UCSD Scientists to Receive Medal From Reagan
World-renowned astronomer E. Margaret Burbidge and pioneer geophysicist Walter H. Munk, both of UC San Diego, are among 19 American scientists--eight from California--who will receive the prestigious National Medal of Science from President Reagan on Wednesday in Washington, it was announced Friday.
Burbidge, whose career spans almost half a century and whose eyes still sparkle when talking about the stars, said Friday she was thrilled at her selection for America’s highest scientific honor. Both she and Munk, who is vacationing in Haiti this week, were informed of their awards in mid-November.
The medal was established by Congress in 1959 for individuals who have made outstanding contributions to various scientific fields. There have been 160 medal winners named by Presidents over a 25-year period, based on recommendations from a special committee of the National Science Foundation.
Burbidge traces her fascination with the universe to her childhood in Davenport, England, when she discovered that she enjoyed large numbers such as the trillions of miles used in measuring distances to stars.
Those early days of star-gazing blossomed into a career exploring a multitude of topics in cosmology, including the nature of quasars, the brilliant objects that generate tremendous amounts of energy and travel at speeds approaching that of light.

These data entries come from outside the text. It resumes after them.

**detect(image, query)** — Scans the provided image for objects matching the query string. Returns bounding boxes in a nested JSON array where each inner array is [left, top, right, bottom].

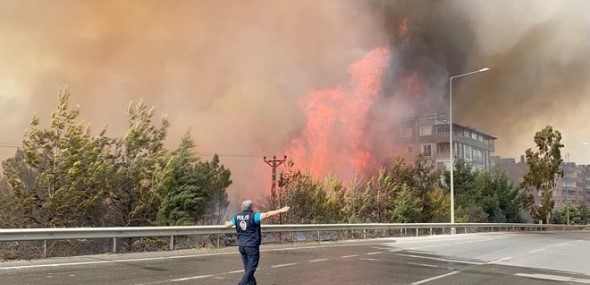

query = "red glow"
[[285, 48, 390, 177]]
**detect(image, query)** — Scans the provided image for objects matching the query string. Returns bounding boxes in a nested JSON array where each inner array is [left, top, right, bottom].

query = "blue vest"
[[234, 210, 262, 246]]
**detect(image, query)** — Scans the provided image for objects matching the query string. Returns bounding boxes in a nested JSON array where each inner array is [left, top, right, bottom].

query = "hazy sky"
[[0, 0, 590, 200]]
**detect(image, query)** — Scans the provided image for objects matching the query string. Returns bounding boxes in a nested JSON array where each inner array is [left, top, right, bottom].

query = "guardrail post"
[[43, 240, 47, 258]]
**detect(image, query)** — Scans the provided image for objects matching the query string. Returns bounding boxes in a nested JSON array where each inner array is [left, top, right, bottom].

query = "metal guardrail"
[[0, 223, 590, 258]]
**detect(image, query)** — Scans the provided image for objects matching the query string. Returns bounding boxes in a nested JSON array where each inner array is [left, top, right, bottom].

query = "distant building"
[[553, 162, 590, 206], [394, 113, 496, 169], [491, 155, 529, 186], [492, 155, 590, 209]]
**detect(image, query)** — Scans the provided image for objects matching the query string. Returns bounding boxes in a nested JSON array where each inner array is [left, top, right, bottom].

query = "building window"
[[420, 126, 432, 136], [436, 144, 449, 154], [463, 145, 471, 161], [422, 144, 432, 156], [400, 128, 412, 138], [473, 149, 483, 163]]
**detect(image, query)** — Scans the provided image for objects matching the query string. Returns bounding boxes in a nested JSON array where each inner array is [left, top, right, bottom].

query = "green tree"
[[445, 159, 487, 223], [107, 101, 170, 226], [5, 88, 107, 227], [158, 134, 209, 225], [578, 203, 590, 225], [284, 174, 330, 223], [392, 184, 422, 223], [521, 126, 563, 223], [0, 148, 43, 228], [197, 154, 232, 225]]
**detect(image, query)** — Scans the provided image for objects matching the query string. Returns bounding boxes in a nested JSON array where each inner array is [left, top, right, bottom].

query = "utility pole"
[[563, 153, 570, 225], [263, 155, 287, 223]]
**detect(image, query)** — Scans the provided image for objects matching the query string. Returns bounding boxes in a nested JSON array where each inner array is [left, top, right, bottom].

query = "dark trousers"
[[238, 246, 260, 285]]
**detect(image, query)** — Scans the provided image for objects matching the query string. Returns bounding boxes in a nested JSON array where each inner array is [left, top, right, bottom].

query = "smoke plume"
[[0, 0, 590, 201]]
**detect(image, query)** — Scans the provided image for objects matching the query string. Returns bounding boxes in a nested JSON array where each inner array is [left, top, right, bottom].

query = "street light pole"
[[449, 67, 490, 226]]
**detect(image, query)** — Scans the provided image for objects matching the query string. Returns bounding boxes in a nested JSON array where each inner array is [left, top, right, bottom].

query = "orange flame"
[[285, 48, 390, 177]]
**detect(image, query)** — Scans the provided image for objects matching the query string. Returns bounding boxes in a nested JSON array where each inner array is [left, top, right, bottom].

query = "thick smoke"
[[0, 0, 590, 202], [371, 0, 590, 163]]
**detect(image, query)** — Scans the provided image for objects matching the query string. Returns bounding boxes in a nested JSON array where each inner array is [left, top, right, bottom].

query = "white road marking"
[[397, 254, 483, 265], [308, 258, 330, 262], [412, 271, 459, 285], [529, 248, 546, 253], [488, 256, 512, 264], [271, 263, 297, 268], [514, 273, 590, 284], [170, 275, 213, 282], [408, 262, 440, 268]]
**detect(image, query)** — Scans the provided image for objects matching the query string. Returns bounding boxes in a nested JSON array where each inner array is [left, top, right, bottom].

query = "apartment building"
[[553, 162, 590, 206], [492, 155, 590, 209], [394, 113, 496, 169]]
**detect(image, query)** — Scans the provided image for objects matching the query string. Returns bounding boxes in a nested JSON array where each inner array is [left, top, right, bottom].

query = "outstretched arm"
[[260, 206, 290, 220]]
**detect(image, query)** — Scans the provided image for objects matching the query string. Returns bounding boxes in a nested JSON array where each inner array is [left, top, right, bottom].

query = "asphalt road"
[[0, 232, 590, 285]]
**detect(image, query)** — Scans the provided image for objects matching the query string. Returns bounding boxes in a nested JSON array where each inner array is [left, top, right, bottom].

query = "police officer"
[[225, 200, 289, 285]]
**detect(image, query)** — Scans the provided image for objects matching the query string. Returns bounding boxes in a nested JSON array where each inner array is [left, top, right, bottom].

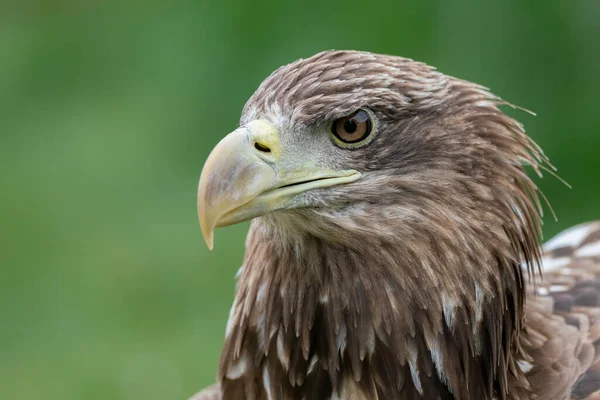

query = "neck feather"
[[219, 221, 525, 399]]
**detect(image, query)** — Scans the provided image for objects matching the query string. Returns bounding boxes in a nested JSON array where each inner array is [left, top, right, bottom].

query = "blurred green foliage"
[[0, 0, 600, 400]]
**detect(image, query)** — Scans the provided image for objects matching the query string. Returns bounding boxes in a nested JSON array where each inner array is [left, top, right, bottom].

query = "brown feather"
[[191, 51, 600, 400]]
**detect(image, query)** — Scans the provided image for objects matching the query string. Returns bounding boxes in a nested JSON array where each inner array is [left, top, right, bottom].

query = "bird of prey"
[[193, 51, 600, 400]]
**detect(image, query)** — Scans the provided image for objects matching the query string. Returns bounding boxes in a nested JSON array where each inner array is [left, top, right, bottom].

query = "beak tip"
[[204, 234, 213, 251]]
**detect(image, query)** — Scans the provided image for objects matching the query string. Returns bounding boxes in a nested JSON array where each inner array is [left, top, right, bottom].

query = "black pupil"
[[344, 119, 357, 133]]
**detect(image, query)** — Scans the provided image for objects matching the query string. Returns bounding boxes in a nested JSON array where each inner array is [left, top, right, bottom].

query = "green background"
[[0, 0, 600, 400]]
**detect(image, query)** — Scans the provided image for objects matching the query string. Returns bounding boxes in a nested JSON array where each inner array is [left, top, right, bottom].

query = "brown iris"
[[331, 110, 373, 143]]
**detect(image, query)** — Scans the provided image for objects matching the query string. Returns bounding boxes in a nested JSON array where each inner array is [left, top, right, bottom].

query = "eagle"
[[193, 51, 600, 400]]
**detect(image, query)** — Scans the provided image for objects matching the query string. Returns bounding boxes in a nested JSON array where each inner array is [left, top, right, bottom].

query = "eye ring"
[[331, 108, 375, 148]]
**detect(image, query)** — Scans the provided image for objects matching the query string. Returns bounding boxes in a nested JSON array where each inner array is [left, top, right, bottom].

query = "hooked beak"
[[198, 120, 361, 250]]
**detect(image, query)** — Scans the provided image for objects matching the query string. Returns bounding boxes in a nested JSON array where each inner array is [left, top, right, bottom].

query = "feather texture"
[[194, 52, 600, 400]]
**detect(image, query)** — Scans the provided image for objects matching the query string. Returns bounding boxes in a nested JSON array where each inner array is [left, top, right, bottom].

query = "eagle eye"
[[331, 109, 373, 147]]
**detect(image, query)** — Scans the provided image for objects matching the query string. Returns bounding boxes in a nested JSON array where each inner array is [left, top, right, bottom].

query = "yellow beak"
[[198, 120, 361, 249]]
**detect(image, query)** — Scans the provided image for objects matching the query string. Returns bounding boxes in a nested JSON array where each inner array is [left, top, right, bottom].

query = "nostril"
[[254, 142, 271, 153]]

Burbidge now heads the UC San Diego Center for Astrophysics and Space Sciences. She was president of the American Assn. for the Advancement of Science, the world’s largest organization for scientists, in 1981. She has played a leading role in planning a major experiment to be placed aboard the space telescope to be launched next year by the United States.

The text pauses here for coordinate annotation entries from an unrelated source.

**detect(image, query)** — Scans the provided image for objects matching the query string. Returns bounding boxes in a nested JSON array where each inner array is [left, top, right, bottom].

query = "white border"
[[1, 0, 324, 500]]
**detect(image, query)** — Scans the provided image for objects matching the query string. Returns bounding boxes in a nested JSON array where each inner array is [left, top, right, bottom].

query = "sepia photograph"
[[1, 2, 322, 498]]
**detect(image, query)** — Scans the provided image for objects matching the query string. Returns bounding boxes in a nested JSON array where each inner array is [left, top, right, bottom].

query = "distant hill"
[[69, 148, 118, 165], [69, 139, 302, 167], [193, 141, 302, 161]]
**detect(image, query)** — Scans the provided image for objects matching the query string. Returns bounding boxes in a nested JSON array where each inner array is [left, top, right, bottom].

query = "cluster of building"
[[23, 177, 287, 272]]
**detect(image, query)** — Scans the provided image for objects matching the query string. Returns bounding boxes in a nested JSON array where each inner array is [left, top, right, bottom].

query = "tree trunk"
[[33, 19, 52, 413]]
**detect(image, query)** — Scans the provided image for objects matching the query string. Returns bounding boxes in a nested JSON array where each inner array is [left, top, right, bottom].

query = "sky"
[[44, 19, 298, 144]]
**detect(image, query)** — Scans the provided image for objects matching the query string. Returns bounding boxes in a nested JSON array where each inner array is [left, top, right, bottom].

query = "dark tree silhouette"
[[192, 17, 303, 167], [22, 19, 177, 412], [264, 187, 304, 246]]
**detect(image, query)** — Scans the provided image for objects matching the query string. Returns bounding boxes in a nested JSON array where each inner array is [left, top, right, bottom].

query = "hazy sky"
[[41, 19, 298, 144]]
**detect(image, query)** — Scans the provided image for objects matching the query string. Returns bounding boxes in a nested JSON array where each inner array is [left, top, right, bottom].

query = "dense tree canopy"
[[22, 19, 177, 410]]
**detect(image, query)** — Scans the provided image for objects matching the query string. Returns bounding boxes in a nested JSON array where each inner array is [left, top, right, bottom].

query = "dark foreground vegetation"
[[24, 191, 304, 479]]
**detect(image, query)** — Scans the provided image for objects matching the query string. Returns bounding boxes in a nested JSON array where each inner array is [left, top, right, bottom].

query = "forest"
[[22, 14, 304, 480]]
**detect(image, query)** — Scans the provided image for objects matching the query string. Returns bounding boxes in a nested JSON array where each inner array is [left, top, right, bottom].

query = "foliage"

“We expect to find some spectacular things,” Burbidge said Friday, listing activities such as measuring the universe more precisely than possible from Earth, determining sources of radiation from nearby galaxies and narrowing the time scale for the birth of the universe.
Though she has played a role in almost all of the many advances astronomy has made during the last quarter-century, Burbidge said she still subscribes to the philosophy of “conscious expectation of the unexpected.”
“I don’t like to think we’d ever come to the end of all that can be found out about the universe,” she said. “I’d like to think there will always be new surprises.”
The Vienna-born Munk pioneered the use of high-speed computers in analyzing geophysical information. He has studied ocean tides, wave action, tidal waves, litter at sea and the rotation of the Earth. Munk is with the Scripps Institution of Oceanography.
The other California recipients are: Paul Berg, professor of biochemistry at Stanford University, for his work in genetics; William R. Hewlett, vice chairman of the Hewlett-Packard Co. of Palo Alto, for his work in electronics and with semiconductors; George C. Pimentel, director of the chemical bio-dynamics laboratory at UC Berkeley, where he developed the first chemically pumped laser; Frederick Reines, professor of physics at UC Irvine, for his discovery of the free neutrino, a basic building block of matter; J. Robert Schrieffer, director of the Institute for Theoretical Physics at UC Santa Barbara, and Richard N. Zare, chemistry professor at Stanford, for his work with laser-induced fluorescence.